One of the readers of a previous post drew attention to a Palestine Exploration Fund (PEF) photograph of the lintel of Barclay’s Gate. In the caption, we are taken to task for publishing an incorrect interpretation of the lintel in BAR XV No.6, pages 23-42.
We wrote the following comment below this photograph:
The incorrect black outline on the photograph on p. 28 of the BAR issue was unfortunately added by the editors and not by ourselves. For the correct drawings of the lintel of Barclay’s Gate, see our book The Quest, Revealing the Temple Mount in Jerusalem, pp. 26, 28.
Whoever put up this caption didn’t look carefully at the drawing next to the photograph in the BAR issue, where the lintel is drawn correctly.
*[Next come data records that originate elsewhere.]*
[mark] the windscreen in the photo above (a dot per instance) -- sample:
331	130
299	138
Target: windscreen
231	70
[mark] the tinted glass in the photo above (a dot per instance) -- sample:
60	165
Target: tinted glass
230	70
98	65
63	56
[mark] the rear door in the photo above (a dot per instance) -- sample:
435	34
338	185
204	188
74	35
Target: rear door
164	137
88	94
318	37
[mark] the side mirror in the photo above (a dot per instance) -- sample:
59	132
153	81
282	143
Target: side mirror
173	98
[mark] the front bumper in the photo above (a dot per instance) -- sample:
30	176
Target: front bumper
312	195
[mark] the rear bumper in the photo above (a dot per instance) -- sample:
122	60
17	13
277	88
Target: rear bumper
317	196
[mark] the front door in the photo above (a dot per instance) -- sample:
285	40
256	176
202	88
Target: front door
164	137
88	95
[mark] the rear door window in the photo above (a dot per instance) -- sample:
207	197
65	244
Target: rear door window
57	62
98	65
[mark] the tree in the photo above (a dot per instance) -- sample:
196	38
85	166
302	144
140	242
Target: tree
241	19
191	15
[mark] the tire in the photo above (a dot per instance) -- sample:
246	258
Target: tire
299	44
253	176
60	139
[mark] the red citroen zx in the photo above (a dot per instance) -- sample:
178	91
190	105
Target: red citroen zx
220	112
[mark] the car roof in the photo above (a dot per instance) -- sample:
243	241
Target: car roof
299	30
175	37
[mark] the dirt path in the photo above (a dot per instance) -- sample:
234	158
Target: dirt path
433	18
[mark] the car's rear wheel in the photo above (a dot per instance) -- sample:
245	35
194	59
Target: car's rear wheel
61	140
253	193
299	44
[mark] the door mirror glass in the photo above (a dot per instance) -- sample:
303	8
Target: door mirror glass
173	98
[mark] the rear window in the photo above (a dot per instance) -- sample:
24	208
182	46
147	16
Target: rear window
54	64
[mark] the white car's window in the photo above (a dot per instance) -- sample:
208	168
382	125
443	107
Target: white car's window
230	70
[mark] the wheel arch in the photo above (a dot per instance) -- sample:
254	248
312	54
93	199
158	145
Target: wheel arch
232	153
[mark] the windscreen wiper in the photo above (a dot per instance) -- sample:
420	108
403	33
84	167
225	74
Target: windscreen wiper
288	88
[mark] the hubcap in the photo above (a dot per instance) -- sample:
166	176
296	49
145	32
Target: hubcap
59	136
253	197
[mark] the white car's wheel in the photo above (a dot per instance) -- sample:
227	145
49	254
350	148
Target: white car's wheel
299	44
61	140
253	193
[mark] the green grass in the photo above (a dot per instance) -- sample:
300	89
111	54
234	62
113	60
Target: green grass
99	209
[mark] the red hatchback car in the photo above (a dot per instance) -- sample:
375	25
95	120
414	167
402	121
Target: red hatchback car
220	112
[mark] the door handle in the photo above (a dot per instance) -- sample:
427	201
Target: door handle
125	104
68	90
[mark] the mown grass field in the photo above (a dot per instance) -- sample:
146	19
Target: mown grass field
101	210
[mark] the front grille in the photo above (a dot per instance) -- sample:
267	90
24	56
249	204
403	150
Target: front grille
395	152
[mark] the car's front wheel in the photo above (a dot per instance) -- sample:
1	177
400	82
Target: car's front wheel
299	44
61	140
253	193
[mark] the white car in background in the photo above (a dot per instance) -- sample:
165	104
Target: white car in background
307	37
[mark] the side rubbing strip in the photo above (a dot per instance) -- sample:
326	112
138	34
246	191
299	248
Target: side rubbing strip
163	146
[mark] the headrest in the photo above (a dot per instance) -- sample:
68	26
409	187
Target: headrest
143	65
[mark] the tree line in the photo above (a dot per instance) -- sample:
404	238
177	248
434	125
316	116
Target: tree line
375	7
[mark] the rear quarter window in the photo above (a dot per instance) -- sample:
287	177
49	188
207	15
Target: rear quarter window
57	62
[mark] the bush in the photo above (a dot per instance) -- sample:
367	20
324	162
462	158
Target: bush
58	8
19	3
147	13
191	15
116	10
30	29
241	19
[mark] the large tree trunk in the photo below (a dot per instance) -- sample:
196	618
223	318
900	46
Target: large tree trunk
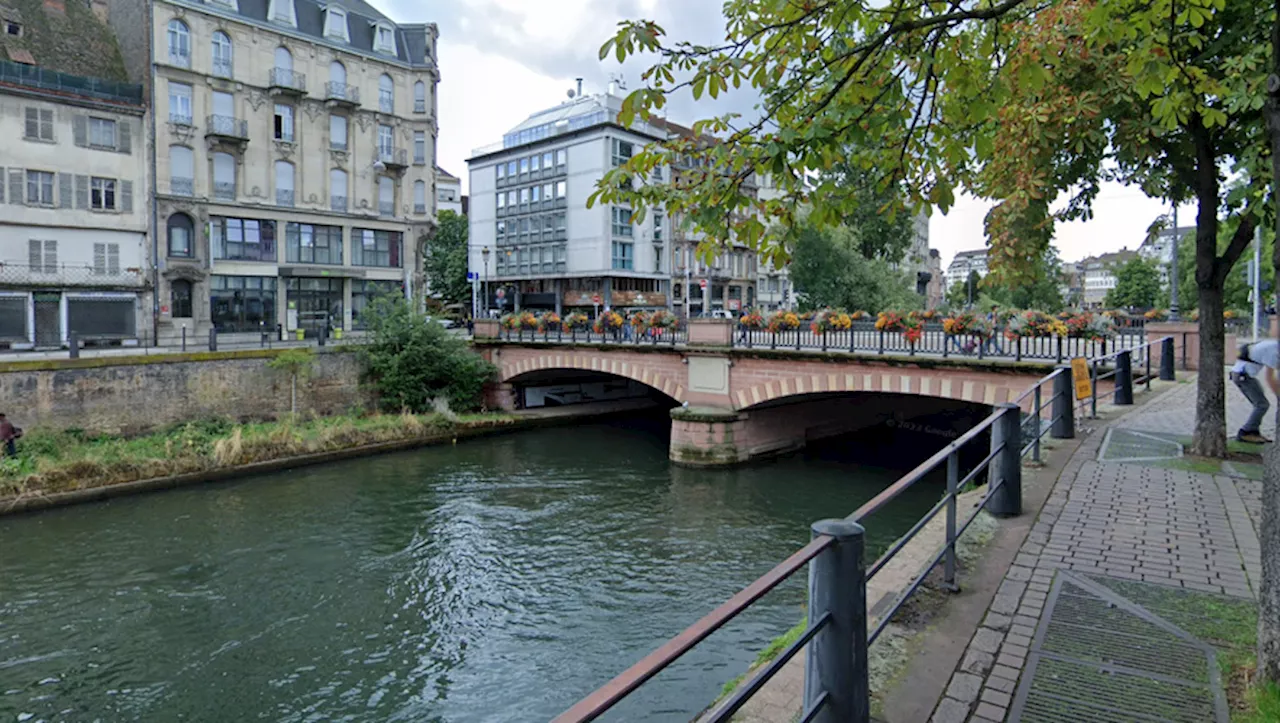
1269	593
1210	438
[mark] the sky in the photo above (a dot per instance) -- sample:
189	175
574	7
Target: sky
502	60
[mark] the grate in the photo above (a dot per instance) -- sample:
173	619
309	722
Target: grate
1128	445
1098	657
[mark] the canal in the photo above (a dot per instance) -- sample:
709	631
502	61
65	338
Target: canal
493	581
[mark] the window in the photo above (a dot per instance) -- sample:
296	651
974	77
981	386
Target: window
224	177
106	259
42	256
182	170
181	228
283	183
385	94
242	303
40	188
621	152
101	193
338	190
338	132
179	44
307	243
179	104
385	141
362	293
101	133
284	123
420	97
179	298
385	196
222	49
622	255
384	40
371	247
40	124
621	222
242	239
336	24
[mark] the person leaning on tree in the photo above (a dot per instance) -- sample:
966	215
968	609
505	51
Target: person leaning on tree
1260	357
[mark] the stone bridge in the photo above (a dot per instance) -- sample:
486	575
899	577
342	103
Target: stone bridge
731	405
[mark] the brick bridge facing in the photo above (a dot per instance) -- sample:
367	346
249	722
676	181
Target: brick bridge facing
736	405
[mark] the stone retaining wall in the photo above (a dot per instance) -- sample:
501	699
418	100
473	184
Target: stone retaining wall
132	394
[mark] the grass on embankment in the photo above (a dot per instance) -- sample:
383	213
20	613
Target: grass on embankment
72	460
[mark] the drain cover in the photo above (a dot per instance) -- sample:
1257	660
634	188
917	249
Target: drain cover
1098	657
1128	445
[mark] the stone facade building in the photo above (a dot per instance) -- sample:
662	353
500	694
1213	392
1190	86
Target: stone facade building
295	154
74	251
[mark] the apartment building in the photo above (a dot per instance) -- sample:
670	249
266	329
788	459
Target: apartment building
74	251
295	149
531	236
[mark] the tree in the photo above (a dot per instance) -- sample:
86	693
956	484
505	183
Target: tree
828	270
1137	286
1018	101
411	360
446	260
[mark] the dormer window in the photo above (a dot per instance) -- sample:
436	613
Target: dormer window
336	24
384	39
282	12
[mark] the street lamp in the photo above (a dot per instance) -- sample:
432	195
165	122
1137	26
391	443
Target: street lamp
484	254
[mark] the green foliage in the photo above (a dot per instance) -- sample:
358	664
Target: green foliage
1137	286
446	260
412	360
296	362
830	271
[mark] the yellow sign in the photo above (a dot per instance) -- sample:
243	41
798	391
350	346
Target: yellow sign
1080	376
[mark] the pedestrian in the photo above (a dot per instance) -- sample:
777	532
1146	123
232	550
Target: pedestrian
1260	357
9	435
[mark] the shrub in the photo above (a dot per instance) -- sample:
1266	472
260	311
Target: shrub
410	361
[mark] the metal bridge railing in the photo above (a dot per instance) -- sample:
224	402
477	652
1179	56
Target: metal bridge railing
836	683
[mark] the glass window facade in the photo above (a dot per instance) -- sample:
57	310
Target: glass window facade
242	303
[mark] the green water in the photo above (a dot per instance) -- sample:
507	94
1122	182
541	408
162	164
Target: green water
496	580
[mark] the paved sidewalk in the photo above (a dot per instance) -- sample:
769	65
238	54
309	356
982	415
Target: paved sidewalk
1124	521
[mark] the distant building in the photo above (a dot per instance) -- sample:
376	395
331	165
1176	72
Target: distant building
1100	275
964	264
74	178
448	192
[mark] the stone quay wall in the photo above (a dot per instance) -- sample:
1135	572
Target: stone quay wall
133	394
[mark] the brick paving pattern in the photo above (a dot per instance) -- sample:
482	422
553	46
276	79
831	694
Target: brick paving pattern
1127	521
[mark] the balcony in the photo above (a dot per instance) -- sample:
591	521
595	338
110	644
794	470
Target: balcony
392	158
286	82
227	128
341	95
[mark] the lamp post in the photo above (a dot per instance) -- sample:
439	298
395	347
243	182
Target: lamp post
484	291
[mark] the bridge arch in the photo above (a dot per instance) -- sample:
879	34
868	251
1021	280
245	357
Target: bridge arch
645	374
919	381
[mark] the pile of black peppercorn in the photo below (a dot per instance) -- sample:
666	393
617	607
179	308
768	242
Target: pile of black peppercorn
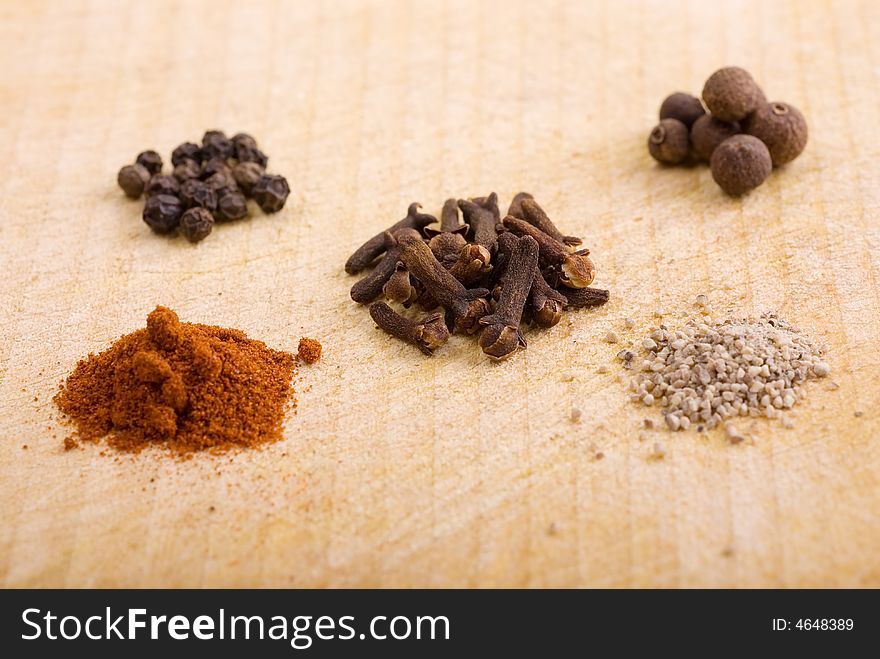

Barclay’s Gate is one of the four gates in the Western Wall of the Herodian Temple Mount:
This study drawing shows the depth of the original gate, which is still buried underground:
This close-up photograph shows that the projection on the left side of the lintel is not very sizeable:
A central part of the lintel can be seen in the small room where women pray:
Here is a view of the same lintel from inside the Temple Mount:
Barclay’s Gate is one of the two lower gates in the Western Wall, the other is Warren’s Gate. Both these gates had internal passageways with steps by which one could ascend to the Temple Mount. This reconstruction drawing shows how Barclay’s Gate worked in the Second Temple period:
If the new plans for the Western Wall plaza were carried out, the full size of this gate would be visible to all.